Chinese economic data for first quarter released Monday came in weaker than expected, with gross domestic product for the January-March quarter rising 7.7 percent vs. 7.9 percent in fourth quarter 2012, according to the National Bureau of Statistics. However, compared to year-ago numbers, GDP rose 7.7 percent.
Additionally, industrial production increased 8.9 percent from the year-earlier period, but that was well below DowJones' forecast of 10 percent. The growth was the weakest in more than a year, slowing from a 9.9 percent average rise for the January-February period.

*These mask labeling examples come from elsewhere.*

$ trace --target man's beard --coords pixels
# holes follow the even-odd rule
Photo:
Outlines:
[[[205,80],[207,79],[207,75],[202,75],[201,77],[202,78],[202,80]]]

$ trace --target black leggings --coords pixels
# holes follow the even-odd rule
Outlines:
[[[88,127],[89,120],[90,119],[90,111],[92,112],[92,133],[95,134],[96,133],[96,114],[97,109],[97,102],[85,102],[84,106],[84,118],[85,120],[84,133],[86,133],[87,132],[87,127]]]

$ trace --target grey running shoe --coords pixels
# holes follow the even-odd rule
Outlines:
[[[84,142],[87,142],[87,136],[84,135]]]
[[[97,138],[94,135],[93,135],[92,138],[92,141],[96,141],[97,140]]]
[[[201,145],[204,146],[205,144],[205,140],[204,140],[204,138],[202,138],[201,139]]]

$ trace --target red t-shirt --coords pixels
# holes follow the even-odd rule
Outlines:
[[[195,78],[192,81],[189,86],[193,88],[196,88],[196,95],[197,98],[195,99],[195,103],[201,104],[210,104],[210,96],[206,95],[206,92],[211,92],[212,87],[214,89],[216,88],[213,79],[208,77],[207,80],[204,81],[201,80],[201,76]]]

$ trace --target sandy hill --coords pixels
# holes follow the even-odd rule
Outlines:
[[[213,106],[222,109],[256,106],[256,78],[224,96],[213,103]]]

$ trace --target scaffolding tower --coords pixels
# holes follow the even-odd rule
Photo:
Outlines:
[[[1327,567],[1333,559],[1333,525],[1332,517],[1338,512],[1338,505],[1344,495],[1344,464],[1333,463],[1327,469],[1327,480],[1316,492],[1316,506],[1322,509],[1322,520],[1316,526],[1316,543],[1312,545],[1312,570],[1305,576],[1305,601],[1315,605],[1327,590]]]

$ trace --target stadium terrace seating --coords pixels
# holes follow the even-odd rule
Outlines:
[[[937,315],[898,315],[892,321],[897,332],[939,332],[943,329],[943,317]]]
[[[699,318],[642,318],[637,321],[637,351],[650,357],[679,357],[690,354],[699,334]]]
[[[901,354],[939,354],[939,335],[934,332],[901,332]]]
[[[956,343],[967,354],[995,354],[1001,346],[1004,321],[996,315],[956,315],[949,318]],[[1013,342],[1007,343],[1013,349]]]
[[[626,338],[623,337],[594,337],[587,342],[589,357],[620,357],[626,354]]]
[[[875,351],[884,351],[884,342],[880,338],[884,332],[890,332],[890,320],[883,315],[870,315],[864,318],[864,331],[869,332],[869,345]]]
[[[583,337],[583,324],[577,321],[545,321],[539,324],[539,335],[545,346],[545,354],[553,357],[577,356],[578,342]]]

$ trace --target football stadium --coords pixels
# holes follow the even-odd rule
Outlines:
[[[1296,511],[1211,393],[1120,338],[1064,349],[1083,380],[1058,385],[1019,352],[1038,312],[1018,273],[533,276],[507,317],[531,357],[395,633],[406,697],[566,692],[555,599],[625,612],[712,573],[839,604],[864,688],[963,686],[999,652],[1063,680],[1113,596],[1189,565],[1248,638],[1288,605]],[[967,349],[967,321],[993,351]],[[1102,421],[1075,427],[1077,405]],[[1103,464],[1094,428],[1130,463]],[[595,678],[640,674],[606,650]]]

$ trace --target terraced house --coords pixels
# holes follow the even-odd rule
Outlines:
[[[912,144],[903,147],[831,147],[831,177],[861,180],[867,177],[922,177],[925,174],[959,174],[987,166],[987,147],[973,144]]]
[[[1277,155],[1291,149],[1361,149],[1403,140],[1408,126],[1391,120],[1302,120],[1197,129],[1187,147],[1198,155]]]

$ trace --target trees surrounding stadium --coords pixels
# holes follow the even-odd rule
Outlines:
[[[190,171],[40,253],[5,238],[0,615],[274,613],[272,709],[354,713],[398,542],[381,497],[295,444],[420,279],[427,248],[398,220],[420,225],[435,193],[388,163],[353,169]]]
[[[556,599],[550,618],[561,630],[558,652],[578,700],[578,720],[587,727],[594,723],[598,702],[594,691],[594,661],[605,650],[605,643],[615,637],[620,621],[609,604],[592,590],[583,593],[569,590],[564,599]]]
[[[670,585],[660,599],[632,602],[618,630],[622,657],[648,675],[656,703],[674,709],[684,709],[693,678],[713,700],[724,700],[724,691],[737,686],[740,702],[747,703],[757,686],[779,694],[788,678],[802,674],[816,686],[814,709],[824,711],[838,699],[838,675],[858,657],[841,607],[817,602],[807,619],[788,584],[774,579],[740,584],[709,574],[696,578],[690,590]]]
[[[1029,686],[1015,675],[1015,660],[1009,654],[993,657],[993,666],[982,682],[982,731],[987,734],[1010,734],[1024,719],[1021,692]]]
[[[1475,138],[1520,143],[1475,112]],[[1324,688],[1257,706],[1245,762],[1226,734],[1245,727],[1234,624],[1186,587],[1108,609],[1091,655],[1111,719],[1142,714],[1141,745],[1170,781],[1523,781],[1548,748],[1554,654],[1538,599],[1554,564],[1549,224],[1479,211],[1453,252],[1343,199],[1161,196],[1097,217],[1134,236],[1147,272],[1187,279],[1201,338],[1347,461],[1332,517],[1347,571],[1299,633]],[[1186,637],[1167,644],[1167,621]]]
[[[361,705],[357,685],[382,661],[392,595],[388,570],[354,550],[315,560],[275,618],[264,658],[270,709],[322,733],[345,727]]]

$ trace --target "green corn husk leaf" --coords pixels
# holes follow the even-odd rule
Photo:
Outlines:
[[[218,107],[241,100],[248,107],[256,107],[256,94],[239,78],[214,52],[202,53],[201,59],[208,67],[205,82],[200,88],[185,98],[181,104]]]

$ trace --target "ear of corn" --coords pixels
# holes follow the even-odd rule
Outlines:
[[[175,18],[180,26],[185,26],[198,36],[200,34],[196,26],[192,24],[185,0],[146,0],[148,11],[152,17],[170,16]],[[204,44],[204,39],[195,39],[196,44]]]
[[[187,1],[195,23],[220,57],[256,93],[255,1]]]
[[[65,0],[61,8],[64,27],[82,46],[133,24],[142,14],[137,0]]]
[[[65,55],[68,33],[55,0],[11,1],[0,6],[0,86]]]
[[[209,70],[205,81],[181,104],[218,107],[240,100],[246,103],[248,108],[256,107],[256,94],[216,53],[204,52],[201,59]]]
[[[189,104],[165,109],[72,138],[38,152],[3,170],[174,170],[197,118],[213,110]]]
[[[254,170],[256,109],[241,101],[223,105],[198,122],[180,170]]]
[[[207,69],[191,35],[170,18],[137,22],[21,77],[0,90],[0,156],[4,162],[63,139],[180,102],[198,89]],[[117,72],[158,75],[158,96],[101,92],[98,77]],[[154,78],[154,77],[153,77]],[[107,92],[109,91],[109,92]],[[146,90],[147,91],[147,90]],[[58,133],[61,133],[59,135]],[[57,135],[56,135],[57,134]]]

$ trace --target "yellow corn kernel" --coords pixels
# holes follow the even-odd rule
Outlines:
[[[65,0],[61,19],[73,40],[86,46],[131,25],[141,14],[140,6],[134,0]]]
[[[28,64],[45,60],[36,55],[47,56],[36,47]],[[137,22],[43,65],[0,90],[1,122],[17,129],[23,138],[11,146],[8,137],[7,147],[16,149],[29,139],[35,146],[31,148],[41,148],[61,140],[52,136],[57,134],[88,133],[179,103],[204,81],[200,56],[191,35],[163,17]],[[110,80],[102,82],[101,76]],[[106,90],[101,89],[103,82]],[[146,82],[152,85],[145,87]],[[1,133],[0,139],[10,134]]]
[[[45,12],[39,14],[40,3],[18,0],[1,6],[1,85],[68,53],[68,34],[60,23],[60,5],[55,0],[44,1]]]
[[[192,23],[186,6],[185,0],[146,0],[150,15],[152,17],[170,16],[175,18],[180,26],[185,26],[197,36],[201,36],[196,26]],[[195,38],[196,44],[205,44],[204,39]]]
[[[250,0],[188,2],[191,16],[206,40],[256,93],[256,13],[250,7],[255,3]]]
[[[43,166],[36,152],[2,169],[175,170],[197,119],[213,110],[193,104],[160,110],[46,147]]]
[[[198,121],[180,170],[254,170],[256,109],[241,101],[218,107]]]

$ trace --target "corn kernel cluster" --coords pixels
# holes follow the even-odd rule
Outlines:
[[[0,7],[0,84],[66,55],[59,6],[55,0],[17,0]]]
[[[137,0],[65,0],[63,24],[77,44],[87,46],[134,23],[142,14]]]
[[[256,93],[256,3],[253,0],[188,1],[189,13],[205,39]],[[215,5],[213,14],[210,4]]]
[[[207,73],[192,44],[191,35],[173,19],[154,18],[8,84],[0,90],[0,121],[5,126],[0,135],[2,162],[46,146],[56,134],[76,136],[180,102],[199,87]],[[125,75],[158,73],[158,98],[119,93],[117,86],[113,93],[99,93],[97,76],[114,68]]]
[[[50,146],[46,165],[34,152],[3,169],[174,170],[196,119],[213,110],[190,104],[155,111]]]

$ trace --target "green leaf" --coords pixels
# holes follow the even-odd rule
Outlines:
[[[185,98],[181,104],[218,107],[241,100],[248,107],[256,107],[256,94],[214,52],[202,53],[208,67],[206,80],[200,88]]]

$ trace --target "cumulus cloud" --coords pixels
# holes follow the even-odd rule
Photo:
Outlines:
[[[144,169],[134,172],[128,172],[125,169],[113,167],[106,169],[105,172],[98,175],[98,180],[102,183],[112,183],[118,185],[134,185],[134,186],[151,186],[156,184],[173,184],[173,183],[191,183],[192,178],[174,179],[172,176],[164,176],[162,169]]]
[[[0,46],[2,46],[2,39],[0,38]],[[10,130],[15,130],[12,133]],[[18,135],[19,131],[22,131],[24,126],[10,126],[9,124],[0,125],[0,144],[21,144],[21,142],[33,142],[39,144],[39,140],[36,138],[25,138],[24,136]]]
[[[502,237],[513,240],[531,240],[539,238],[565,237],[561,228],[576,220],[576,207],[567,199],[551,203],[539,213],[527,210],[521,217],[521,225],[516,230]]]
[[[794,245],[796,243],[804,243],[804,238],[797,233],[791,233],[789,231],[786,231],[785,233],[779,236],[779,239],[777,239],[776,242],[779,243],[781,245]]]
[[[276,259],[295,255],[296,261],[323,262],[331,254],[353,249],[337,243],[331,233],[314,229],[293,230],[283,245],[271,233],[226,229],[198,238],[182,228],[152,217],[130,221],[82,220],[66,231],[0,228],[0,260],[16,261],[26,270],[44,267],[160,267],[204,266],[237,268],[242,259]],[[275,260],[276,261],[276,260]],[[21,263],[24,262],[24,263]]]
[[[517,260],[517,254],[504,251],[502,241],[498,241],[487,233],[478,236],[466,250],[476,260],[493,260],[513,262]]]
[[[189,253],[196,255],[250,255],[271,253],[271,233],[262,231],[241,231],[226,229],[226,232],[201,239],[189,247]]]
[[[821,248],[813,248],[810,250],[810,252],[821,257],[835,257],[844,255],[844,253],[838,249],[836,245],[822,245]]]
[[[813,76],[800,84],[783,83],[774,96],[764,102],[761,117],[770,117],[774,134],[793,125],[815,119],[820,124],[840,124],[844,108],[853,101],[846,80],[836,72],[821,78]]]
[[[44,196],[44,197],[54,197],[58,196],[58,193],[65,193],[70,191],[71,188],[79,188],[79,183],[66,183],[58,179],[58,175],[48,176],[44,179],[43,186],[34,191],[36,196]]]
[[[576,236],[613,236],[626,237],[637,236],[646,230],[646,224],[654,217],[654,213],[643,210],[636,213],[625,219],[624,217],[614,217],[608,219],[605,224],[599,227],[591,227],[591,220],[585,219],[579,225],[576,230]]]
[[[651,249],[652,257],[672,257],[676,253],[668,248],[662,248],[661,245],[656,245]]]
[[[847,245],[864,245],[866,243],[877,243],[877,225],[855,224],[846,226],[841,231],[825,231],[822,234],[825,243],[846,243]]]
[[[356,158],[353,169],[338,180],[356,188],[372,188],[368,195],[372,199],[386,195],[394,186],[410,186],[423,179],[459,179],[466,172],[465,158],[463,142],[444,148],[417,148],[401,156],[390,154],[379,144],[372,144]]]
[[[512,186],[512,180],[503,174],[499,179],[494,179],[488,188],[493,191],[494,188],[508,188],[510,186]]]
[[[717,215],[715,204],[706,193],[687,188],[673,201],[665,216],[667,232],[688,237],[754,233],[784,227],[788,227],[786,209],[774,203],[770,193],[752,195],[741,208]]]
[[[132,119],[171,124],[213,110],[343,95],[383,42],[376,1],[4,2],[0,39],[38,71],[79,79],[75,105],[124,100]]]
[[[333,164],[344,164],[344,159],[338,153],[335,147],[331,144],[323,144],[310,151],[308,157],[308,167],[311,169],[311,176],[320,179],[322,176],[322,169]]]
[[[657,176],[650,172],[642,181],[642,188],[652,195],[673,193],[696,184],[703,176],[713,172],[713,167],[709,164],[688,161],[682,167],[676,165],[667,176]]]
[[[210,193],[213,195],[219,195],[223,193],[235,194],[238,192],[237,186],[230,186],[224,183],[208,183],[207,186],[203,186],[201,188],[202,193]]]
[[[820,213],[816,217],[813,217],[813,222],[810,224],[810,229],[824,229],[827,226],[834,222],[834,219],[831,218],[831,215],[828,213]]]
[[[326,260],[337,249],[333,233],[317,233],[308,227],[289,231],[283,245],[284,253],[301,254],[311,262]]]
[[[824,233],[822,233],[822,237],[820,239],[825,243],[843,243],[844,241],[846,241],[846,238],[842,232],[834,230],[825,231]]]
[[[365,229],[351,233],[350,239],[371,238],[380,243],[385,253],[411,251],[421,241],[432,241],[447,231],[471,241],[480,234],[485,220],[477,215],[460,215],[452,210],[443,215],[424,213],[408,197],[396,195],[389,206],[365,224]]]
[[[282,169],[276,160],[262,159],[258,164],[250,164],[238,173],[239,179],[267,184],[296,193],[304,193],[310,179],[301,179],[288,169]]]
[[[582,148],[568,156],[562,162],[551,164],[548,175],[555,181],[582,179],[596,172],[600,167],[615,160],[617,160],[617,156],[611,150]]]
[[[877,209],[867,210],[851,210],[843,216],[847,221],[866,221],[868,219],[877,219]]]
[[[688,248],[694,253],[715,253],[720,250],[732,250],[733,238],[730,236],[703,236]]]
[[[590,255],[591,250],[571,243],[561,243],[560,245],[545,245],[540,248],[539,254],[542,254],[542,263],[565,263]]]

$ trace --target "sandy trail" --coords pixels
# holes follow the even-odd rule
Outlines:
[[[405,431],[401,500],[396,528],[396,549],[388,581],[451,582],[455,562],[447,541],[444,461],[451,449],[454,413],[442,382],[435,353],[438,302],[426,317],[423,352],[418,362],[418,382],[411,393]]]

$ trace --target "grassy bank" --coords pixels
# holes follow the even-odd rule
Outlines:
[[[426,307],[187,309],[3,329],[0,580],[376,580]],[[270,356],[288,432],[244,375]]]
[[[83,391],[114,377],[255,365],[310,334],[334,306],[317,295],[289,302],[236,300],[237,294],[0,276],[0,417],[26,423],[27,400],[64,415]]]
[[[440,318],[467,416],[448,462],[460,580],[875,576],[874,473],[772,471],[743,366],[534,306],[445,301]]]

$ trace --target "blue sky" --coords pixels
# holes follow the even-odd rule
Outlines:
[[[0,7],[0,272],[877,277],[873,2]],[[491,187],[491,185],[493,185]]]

Analysts blame the unimpressive data on a Chinese economy that is sustained by property and stimulus-supported infrastructure rather than broad private sector investment or household spending, and they don’t expect that to change anytime soon.
“A loosening of property-market controls or another round of stimulus would be needed to deliver significantly stronger growth over the quarters ahead. Given that policymakers already seem concerned about the current pace of credit growth and excess investment in property, neither seems likely,” Mark Williams, Chief Asia Economist for Capital Economics, said.
The data on retail growth also failed to impress. March retail sales rose 12.6 percent, improving from 12.3 percent year-on-year growth in the January-February period but far less than the 15.2 percent gain in December.
Results for urban fixed-asset investment (FAI) also showed slower growth. Though figures rose 20.9 percent in January-March from the comparable year-earlier period, that was less than the 21.2 percent rise in January-February. Still, for all of 2012, FAI gained 20.6 percent, suggesting an uptick in recent construction activity.